Giugno – Luglio – Agosto 2018 

Il futuro della medicina è “nano”

Dalle particelle metalliche superparamagnetiche usate per la diagnostica ai nanovettori in grado di rilasciare farmaci esattamente dove sono necessari alle particelle in grado di rilevare e trattare simultaneamente le malattie, come tumori e infezioni, il futuro della medicina passa anche dalle nanoparticelle. Le ultime applicazioni, comprese quelle ancora in sperimentazione ma considerate molto promettenti, sono state presentate durante la Conferenza Internazionale sulla Nanomedicina “Nanomedicine Rome 2018“, dal Centro Nazionale per la Ricerca e la Valutazione preclinica e clinica dei Farmaci (CNRVF) dell’ISS in collaborazione con l’Istituto di Metodologie Chimiche (IMC) del Consiglio Nazionale delle Ricerche che si è tenuta pochi giorni fa a Roma.

“Questi materiali – spiegano Agnese Molinari e Annarica Calcabrini del CNRVF -, prodotti nella scala di un bilionesimo di metro, ovvero del nanometro, sono caratterizzati non soltanto dalla dimensione “nano”, ma anche da proprietà peculiari, derivanti dalle loro stesse dimensioni, che li distinguono dai relativi sistemi di dimensioni macroscopiche. Queste particolari proprietà hanno già diverse applicazioni in medicina e hanno permesso lo sviluppo di nanomateriali biocompatibili per imaging, terapia e ingegneria tissutale. Alcuni di tali nanomateriali vengono impiegati attualmente nei protocolli clinici, altri sono ancora in studi di fase preclinica e clinica, una moltitudine sono ancora oggetto di ricerca sperimentale”.

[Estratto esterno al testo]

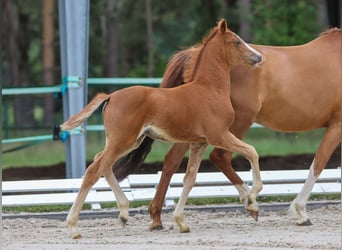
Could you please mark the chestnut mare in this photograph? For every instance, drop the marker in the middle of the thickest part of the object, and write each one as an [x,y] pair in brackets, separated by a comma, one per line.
[298,88]
[133,113]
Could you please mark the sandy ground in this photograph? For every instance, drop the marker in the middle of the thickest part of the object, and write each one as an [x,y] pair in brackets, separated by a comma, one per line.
[219,230]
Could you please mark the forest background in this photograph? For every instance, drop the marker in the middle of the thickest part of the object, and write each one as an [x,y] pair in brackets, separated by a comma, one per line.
[135,38]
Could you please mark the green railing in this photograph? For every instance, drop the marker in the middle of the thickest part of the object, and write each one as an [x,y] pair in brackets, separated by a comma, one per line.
[121,82]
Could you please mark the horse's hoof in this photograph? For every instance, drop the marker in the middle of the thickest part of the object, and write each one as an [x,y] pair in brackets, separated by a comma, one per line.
[76,236]
[305,223]
[254,214]
[156,227]
[185,229]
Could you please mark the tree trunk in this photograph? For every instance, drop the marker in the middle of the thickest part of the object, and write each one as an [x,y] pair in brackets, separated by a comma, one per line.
[48,58]
[111,63]
[17,49]
[245,23]
[149,38]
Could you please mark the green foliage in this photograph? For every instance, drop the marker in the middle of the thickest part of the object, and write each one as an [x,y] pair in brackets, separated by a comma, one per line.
[284,22]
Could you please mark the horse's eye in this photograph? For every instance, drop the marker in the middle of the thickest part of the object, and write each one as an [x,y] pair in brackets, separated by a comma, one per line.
[237,42]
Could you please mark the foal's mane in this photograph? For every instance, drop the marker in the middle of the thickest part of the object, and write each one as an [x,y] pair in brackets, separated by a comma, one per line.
[191,69]
[330,31]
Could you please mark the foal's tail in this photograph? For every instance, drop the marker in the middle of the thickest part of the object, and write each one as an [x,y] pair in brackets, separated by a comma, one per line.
[79,118]
[172,77]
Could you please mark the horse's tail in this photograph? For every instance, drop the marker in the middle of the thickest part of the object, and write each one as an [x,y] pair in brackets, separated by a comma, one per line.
[172,77]
[79,118]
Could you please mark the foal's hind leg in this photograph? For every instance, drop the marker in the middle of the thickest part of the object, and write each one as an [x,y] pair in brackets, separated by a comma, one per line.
[172,162]
[121,199]
[196,154]
[229,142]
[329,142]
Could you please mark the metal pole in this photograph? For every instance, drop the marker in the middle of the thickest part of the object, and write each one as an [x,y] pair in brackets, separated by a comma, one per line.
[73,27]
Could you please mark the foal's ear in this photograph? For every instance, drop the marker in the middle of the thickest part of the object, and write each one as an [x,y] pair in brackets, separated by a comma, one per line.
[222,24]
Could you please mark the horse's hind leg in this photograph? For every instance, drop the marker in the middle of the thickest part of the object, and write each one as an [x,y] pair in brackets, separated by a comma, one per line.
[172,162]
[329,142]
[196,154]
[229,142]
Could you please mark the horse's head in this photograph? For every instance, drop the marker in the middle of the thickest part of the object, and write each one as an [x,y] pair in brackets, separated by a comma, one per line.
[236,50]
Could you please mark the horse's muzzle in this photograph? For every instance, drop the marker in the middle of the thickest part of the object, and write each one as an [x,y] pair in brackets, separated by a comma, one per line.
[256,59]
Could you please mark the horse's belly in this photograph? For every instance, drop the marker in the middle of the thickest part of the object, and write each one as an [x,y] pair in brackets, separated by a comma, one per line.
[291,121]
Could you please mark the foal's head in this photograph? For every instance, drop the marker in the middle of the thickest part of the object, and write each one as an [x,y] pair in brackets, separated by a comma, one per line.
[235,49]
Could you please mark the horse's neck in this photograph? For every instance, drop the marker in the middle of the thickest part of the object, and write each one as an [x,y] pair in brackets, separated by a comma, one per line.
[213,71]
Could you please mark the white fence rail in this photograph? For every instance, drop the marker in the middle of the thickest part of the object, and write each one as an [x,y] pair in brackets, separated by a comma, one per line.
[143,187]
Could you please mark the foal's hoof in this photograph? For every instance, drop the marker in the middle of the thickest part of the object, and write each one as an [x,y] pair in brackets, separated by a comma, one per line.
[254,214]
[156,227]
[305,223]
[76,236]
[184,229]
[123,221]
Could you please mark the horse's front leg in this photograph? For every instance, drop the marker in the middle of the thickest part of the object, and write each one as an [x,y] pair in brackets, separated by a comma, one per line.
[196,153]
[231,143]
[172,162]
[222,160]
[91,177]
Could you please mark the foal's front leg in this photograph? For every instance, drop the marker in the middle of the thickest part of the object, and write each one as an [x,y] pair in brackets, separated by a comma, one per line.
[91,177]
[196,153]
[231,143]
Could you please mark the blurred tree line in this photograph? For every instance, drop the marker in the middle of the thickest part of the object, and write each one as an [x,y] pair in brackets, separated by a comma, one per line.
[135,38]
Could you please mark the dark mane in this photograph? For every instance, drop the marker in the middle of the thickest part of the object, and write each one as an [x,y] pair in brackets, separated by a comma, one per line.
[329,31]
[191,69]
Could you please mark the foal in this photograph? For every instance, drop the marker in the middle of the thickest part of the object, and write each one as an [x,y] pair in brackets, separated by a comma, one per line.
[133,113]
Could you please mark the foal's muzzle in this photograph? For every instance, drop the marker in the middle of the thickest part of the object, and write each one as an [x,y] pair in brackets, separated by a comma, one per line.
[254,59]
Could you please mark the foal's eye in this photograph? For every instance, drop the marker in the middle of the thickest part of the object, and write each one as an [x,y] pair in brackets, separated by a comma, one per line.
[237,42]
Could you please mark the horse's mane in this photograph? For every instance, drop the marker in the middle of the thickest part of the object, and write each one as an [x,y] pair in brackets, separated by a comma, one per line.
[191,68]
[330,31]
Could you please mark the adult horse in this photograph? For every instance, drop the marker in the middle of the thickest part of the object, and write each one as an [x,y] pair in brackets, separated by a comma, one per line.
[298,88]
[131,114]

La Conferenza ha presentato alcune delle innovazioni più interessanti, come ad esempio i nanomateriali peptidici per la rigenerazione delle lesioni del midollo spinale o quelli magnetici funzionalizzati con anticorpi specifici in grado di catturare agenti batterici in pazienti con sepsi, allo scopo di purificare il sangue, identificare rapidamente le specie patogene e ridurre l’impiego di antibiotici.